Image: Installation View

Kesang Lamdark in 'Material Analysis' at ShugoArts

15 NOVEMBER–20 DECEMBER 2014

5th floor, 1-3-2 Kiyosumi
Koto-ku
Tokyo 135-0024

Material Analysis features works by Teppei Kaneuji, Lee Kit and contemporary Tibetan artist Kesang Lamdark, who each incorporate a wide range of materials and techniques to create their works of art. Lamdark produces works using PVC plastic, lightboxes, as well as found objects and beer cans. His brightly coloured works often have a sombre focus, such as expressing his concern for the subjugation of Tibetans and the increasing number of self-immolations by Tibetans since 2009.

Image: Kesang Lamdark, Khenpo Jigme Phuntsok, 2014, PVC, holographic postcard, 75 x 51 cm (29 ½ x 20 in).
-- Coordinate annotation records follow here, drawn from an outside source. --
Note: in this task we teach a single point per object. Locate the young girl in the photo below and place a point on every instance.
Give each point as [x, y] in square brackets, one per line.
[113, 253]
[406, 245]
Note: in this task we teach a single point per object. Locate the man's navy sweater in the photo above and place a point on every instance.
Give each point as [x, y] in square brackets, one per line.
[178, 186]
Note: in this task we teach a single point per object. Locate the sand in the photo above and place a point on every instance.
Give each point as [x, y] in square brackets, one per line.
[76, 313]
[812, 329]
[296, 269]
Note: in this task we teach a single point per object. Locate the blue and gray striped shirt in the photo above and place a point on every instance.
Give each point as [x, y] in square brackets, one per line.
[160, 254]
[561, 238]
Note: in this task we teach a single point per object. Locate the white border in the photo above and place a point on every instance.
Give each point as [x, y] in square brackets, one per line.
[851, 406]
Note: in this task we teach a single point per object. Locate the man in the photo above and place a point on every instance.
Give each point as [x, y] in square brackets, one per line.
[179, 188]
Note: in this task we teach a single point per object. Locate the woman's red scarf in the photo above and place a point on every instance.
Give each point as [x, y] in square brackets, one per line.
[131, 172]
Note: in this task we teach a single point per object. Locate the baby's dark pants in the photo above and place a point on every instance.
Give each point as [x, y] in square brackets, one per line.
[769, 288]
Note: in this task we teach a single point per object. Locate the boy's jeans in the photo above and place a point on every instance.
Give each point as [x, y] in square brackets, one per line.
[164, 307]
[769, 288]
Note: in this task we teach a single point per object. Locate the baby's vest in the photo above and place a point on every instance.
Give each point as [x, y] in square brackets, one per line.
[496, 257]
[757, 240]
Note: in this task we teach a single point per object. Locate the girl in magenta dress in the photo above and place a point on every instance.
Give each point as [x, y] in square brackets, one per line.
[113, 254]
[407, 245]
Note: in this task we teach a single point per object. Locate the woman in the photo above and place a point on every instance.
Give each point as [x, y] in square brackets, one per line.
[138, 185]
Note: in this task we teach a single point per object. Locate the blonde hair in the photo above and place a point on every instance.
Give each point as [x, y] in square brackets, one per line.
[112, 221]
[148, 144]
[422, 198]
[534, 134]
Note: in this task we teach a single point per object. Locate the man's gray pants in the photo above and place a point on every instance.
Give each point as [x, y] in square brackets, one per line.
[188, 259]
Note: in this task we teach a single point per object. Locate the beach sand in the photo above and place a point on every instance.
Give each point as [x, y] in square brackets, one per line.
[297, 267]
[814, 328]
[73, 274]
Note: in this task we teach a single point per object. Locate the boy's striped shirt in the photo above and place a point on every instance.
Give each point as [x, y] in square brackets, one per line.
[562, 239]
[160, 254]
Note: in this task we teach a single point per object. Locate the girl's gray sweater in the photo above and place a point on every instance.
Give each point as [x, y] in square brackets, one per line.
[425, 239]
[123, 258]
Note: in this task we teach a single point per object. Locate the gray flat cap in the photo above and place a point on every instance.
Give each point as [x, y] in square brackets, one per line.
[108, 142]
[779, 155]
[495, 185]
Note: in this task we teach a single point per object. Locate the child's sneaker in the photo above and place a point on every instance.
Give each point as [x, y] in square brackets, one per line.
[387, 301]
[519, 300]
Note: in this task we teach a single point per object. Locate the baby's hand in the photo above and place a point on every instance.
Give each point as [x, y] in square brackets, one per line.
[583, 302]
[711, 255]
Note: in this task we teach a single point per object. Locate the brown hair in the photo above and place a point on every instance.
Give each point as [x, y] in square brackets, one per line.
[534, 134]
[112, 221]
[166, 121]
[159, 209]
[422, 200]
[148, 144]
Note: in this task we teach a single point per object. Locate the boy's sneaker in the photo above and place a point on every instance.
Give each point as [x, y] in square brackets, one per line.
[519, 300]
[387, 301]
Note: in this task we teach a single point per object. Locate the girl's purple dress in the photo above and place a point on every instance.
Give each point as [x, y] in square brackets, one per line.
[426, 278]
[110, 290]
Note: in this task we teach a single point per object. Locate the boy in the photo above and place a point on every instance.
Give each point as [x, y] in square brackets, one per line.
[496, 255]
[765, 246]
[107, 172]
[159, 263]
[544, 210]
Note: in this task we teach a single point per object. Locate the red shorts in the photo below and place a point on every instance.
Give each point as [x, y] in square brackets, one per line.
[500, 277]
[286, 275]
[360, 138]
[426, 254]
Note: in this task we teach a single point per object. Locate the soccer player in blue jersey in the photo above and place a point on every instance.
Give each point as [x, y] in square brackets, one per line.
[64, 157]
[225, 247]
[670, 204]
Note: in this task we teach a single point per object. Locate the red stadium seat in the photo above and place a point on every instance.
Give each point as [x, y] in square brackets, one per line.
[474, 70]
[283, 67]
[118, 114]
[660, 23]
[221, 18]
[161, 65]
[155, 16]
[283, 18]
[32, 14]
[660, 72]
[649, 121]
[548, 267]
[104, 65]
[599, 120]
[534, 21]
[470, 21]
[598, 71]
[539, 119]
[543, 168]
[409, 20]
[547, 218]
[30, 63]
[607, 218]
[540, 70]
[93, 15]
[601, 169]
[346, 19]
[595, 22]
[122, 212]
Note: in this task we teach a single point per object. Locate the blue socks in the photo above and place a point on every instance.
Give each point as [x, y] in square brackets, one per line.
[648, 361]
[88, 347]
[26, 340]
Shane Cotton: The Voyage Out in Rossi & Rossi Hong Kong

ROSSI & ROSSI HONG KONG

Yally Industrial Building, Unit 3C
6 Yip Fat Street
Wong Chuk Hang
Hong Kong

Marking New Zealand artist Shane Cotton'a first solo show in Hong Kong and second solo presentation with the gallery, The Voyage Out demonstrates the artist’s ability to defy easy categorisation—in search of new ideas and forms, he consistently reinvents his own painting practice.
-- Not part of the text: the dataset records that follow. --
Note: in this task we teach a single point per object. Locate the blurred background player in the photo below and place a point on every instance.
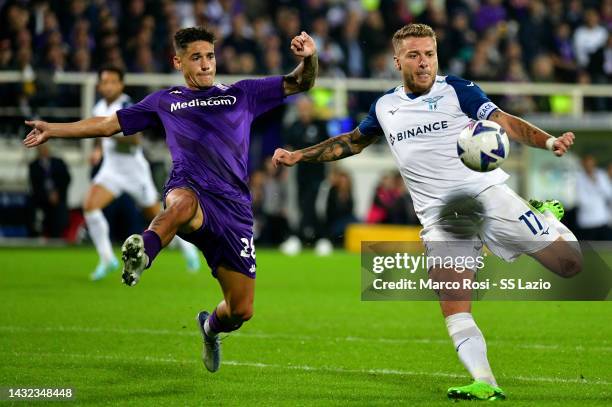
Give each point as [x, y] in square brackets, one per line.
[49, 180]
[124, 169]
[421, 121]
[306, 131]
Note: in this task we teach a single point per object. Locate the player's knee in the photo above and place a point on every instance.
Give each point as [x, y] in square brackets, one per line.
[242, 312]
[89, 206]
[571, 266]
[183, 208]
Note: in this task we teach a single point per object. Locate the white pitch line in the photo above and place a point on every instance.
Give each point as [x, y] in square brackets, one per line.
[259, 335]
[305, 368]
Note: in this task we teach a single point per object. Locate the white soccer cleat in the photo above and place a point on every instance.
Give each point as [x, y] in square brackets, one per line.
[134, 260]
[323, 248]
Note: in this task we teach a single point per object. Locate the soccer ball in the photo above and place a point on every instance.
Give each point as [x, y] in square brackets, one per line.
[483, 145]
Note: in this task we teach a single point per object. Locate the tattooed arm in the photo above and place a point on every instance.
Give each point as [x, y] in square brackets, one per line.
[303, 76]
[336, 148]
[526, 133]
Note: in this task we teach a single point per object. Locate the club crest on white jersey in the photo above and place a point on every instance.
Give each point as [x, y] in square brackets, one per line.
[422, 132]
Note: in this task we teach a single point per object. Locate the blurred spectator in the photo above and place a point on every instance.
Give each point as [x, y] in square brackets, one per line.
[593, 197]
[589, 37]
[6, 55]
[49, 180]
[489, 14]
[535, 31]
[354, 57]
[306, 131]
[339, 208]
[563, 56]
[542, 70]
[606, 14]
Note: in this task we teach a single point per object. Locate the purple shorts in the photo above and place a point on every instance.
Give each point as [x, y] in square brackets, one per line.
[226, 235]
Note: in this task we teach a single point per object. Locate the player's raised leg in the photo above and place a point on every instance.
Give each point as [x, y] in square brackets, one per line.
[183, 213]
[189, 251]
[563, 256]
[235, 309]
[467, 339]
[98, 197]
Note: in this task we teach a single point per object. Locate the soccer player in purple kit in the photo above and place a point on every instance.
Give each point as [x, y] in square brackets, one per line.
[206, 199]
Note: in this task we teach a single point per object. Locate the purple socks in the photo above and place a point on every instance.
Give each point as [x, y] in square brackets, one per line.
[152, 245]
[218, 326]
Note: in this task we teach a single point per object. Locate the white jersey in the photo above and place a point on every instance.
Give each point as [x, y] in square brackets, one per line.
[422, 132]
[117, 155]
[124, 168]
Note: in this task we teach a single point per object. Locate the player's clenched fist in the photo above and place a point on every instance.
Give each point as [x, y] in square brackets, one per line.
[562, 144]
[303, 45]
[38, 135]
[284, 157]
Part of a hugely influential generation of contemporary Maori artists, Cotton has played a central role in shaping New Zealand’s postcolonial discourse. In The Voyage Out, he offers twenty new works on paper, many of which deploy his signature forms of the past few years: ambiguous texts; birds being stretched and warped through space; coloured dots and lines that simultaneously censor his images and create spatial depth; and, most contentiously, mokomokai—preserved Maori heads that were traded in the nineteenth century. One by one, the paintings transform into proto-Surrealist spaces of invocation, in which seemingly unrelated forms from past and present are thrown together against stormy skies. But these works also present significant developments within Cotton’s practice. First, at the centre of several paintings, there is the introduction of a diamond; inside, the artist creates abstract forms that hark back to British painter Ben Nicholson. He also finds new depths with his ‘smoke’ paintings, whose ambivalent surfaces are punctuated by a wobbling and unpredictable three-dimensionality.

Cotton opens up the spaces of paintings to find what lies behind them. Yet the resulting breakthroughs are less about staging Surrealist disorientations than they are about discovering unseen dimensions. Thus, they refer as much to quantum physics as to traditional Maori cosmology. The artist also wears his influences openly—like Nicholson, he borrows freely from American painter and photographer Ed Ruscha, American conceptual artist John Baldessari and New Zealand’s greatest painter, Colin McCahon. But Cotton’s works create a unique vision: a collision of colonial traumas, histories of modernism, contemporary reflections on ideas of ‘place’ and the nature of our existence.

Image: Shane Cotton, #Diamond II, Acrylic on Steinbach paper, 100 x 70 cm (39 1/2 x 27 1/2 in).